Dropbox thinks it’s worth $8 billion.
According to Bloomberg BusinessWeek, the online-storage startup wants to raise $250 million over “the next few weeks” in exchange for a relatively small stake, arguing that its 200 million users (and 4 million commercial clients) makes it a growing IT juggernaut. The company already managed to raise $257 million in venture funding over the past five years.
Dropbox plans on using that money to grow the corporate side of its business—which means not only building new software (and hiring the necessary engineers and developers to do so), but also creating a sales team that can market the resulting products to enterprises with quite a number of online-storage alternatives to choose from. In addition to startups such as Box, various IT giants (most notably Google and Amazon) maintain IT infrastructure and tools for storing user data.
In a bid to preserve its relevance in an increasingly crowded market, Dropbox made some big moves this year. In March it acquired Mailbox, makers of a popular app for managing email, for an undisclosed sum; at the time, Mailbox’s service capacity had grown by 2000 percent since launching in February, and it was delivering more than 60 million emails per day. Dropbox also released APIs that allowed developers’ apps to work with the service as if it were a local file-system on a device, a good way to increase the platform’s reach into the mobile arena.

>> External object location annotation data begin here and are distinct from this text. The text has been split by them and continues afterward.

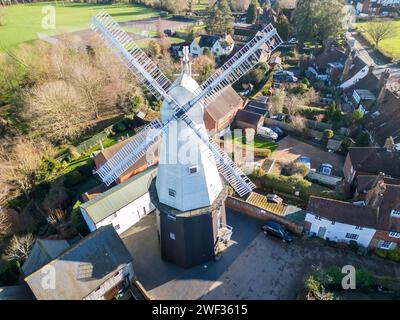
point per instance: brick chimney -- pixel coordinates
(375, 194)
(382, 86)
(389, 144)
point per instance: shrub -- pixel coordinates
(262, 153)
(328, 134)
(296, 182)
(394, 255)
(73, 153)
(73, 178)
(119, 127)
(364, 278)
(9, 274)
(296, 168)
(77, 219)
(381, 253)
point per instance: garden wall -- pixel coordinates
(258, 213)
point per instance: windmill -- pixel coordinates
(189, 195)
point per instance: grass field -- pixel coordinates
(390, 46)
(24, 21)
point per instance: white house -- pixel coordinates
(219, 46)
(336, 231)
(123, 205)
(373, 221)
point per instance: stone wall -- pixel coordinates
(256, 212)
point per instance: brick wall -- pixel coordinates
(381, 235)
(256, 212)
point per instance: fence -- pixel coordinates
(93, 141)
(256, 212)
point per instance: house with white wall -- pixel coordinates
(99, 267)
(373, 222)
(218, 45)
(123, 205)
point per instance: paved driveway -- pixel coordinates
(290, 149)
(254, 267)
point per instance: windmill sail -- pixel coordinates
(159, 85)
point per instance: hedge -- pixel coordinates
(288, 184)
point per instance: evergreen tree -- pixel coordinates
(220, 19)
(251, 16)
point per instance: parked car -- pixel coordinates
(326, 169)
(274, 198)
(277, 230)
(267, 133)
(305, 160)
(279, 116)
(169, 32)
(278, 131)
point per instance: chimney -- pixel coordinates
(370, 69)
(382, 86)
(389, 144)
(347, 65)
(375, 195)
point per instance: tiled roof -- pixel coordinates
(375, 160)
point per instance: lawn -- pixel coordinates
(258, 143)
(390, 46)
(24, 21)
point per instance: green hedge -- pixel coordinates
(288, 184)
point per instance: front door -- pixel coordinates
(321, 232)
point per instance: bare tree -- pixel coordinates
(56, 110)
(277, 101)
(381, 30)
(19, 165)
(5, 225)
(19, 248)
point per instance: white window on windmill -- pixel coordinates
(172, 192)
(193, 169)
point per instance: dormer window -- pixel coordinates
(395, 213)
(394, 234)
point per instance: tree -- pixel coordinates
(358, 115)
(220, 19)
(363, 139)
(204, 67)
(19, 248)
(251, 15)
(20, 165)
(282, 27)
(5, 225)
(277, 101)
(318, 20)
(381, 30)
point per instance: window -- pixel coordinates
(171, 217)
(385, 245)
(394, 234)
(351, 236)
(395, 213)
(193, 170)
(172, 192)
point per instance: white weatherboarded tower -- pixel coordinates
(187, 179)
(188, 192)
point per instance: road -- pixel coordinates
(371, 57)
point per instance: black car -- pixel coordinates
(277, 230)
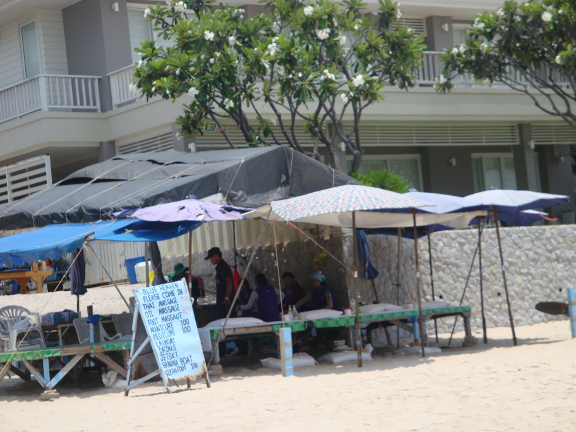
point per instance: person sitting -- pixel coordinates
(292, 292)
(262, 302)
(320, 294)
(181, 272)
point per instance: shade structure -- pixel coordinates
(342, 200)
(511, 200)
(249, 177)
(187, 210)
(56, 240)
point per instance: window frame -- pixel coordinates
(22, 55)
(501, 157)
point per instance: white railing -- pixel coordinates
(49, 92)
(120, 81)
(432, 67)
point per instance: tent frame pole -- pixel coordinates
(355, 276)
(110, 276)
(420, 319)
(432, 279)
(504, 277)
(484, 332)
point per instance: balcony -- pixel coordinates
(49, 93)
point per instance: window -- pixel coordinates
(493, 170)
(141, 31)
(30, 51)
(406, 166)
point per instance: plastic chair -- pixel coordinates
(82, 327)
(123, 323)
(9, 316)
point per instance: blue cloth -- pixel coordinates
(319, 297)
(54, 241)
(368, 270)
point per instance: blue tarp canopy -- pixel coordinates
(54, 241)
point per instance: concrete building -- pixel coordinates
(65, 69)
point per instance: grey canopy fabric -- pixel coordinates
(249, 177)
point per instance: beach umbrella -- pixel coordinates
(340, 206)
(509, 201)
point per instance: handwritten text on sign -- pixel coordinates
(169, 320)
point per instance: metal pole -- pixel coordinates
(111, 278)
(146, 257)
(432, 279)
(504, 277)
(355, 276)
(398, 285)
(420, 320)
(481, 284)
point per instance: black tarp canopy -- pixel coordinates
(249, 177)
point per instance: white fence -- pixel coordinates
(120, 81)
(24, 178)
(49, 92)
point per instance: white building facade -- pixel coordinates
(65, 70)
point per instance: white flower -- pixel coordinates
(358, 81)
(323, 34)
(180, 7)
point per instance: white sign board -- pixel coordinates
(168, 316)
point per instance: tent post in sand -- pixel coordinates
(432, 279)
(420, 320)
(504, 276)
(355, 276)
(481, 284)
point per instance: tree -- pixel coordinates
(530, 47)
(384, 180)
(317, 64)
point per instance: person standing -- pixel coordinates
(224, 282)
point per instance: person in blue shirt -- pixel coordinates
(320, 294)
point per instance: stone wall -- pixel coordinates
(539, 263)
(296, 257)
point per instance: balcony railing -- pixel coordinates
(48, 93)
(120, 81)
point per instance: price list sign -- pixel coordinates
(168, 316)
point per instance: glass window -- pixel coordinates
(30, 50)
(140, 31)
(494, 172)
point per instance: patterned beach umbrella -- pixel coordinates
(343, 199)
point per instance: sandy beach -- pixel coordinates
(494, 387)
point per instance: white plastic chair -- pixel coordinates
(34, 338)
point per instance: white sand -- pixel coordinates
(497, 387)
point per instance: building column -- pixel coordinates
(186, 144)
(525, 160)
(438, 33)
(107, 150)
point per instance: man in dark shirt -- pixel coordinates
(224, 282)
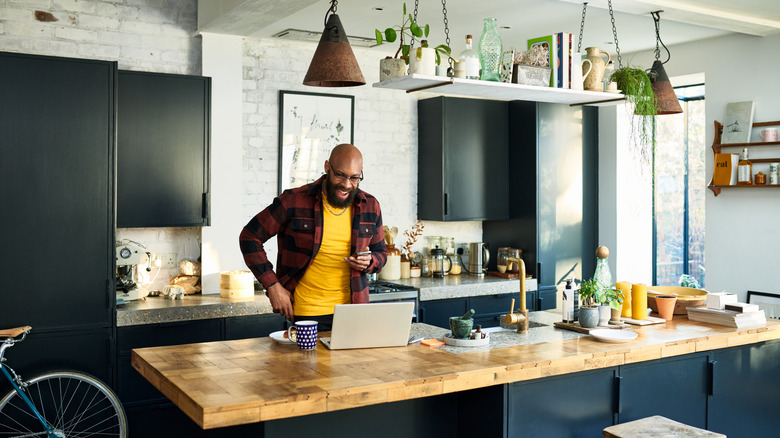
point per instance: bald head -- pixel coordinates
(346, 159)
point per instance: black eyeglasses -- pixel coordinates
(340, 176)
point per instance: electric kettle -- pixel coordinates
(478, 258)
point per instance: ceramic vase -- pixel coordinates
(391, 68)
(422, 61)
(598, 65)
(665, 305)
(490, 51)
(605, 313)
(589, 317)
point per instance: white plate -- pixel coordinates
(279, 337)
(612, 335)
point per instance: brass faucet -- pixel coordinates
(521, 316)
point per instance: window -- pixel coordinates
(678, 191)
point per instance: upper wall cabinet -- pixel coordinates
(463, 159)
(163, 150)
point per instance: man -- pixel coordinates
(329, 235)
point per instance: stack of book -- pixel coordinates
(560, 46)
(734, 315)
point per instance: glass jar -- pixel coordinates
(392, 268)
(513, 267)
(440, 264)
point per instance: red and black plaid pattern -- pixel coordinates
(295, 218)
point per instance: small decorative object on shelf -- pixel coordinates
(718, 181)
(490, 51)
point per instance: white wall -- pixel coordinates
(742, 235)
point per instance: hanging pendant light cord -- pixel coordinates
(657, 19)
(582, 26)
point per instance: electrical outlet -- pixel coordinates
(168, 260)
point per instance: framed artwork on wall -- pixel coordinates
(310, 125)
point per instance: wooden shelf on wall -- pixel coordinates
(498, 90)
(717, 146)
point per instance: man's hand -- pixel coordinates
(281, 300)
(359, 261)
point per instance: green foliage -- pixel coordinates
(407, 32)
(589, 292)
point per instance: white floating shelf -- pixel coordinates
(498, 90)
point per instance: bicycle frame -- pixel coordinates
(6, 345)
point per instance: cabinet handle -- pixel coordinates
(711, 371)
(618, 388)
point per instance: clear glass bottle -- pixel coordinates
(470, 60)
(744, 170)
(490, 50)
(603, 276)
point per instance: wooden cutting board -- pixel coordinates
(576, 327)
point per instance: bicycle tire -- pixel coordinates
(72, 402)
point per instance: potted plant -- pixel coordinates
(635, 84)
(589, 298)
(613, 298)
(407, 32)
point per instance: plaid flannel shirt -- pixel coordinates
(295, 218)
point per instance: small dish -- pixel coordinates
(614, 336)
(279, 337)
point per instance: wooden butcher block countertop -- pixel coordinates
(245, 381)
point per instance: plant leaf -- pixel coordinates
(416, 31)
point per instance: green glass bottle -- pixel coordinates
(490, 50)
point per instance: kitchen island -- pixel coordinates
(418, 389)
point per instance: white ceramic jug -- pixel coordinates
(578, 72)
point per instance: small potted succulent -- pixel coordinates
(423, 59)
(589, 299)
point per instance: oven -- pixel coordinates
(383, 292)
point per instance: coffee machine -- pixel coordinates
(128, 260)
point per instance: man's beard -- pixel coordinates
(334, 199)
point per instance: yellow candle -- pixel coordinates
(625, 288)
(639, 301)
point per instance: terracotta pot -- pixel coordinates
(589, 317)
(665, 304)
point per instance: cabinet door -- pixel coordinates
(675, 388)
(463, 167)
(574, 405)
(162, 150)
(56, 192)
(746, 382)
(438, 312)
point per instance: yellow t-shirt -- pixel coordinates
(326, 282)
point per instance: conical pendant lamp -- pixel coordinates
(664, 93)
(334, 64)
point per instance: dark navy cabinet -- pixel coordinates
(163, 150)
(462, 159)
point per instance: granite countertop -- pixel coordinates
(542, 330)
(464, 285)
(154, 310)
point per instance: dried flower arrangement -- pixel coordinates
(411, 238)
(538, 55)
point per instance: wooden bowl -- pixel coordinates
(686, 296)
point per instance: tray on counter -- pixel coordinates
(576, 327)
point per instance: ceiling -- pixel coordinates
(518, 20)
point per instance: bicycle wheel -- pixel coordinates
(73, 403)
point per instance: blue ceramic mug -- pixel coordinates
(304, 333)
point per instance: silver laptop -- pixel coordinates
(370, 325)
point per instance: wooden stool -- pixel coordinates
(656, 427)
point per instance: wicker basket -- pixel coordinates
(236, 284)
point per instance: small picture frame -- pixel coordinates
(507, 62)
(768, 302)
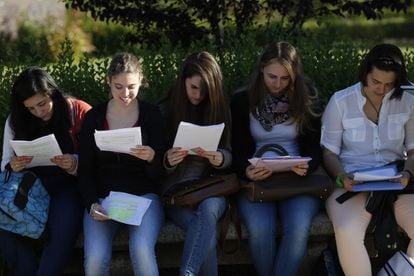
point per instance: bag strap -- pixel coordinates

But Dropbox may need to work to convince some businesses that its cloud platform is truly secure. The company began taking heightened security measures in mid-2012, following a security breach that flooded users’ email addresses linked to Dropbox accounts. “Our investigation found that usernames and passwords recently stolen from other Websites were used to sign in to a small number of Dropbox accounts,” read a July 31 posting on The Dropbox Blog. “A stolen password was also used to access an employee Dropbox account containing a project document with user email addresses.” Within a few weeks, Dropbox had introduced two-factor authentication.
So while Dropbox has a sizable user base, it also faces some stringent requirements—and a whole lot of competition—if it wants to become more of a player in the business arena. It could take a whole lot of work to justify that $8 billion valuation.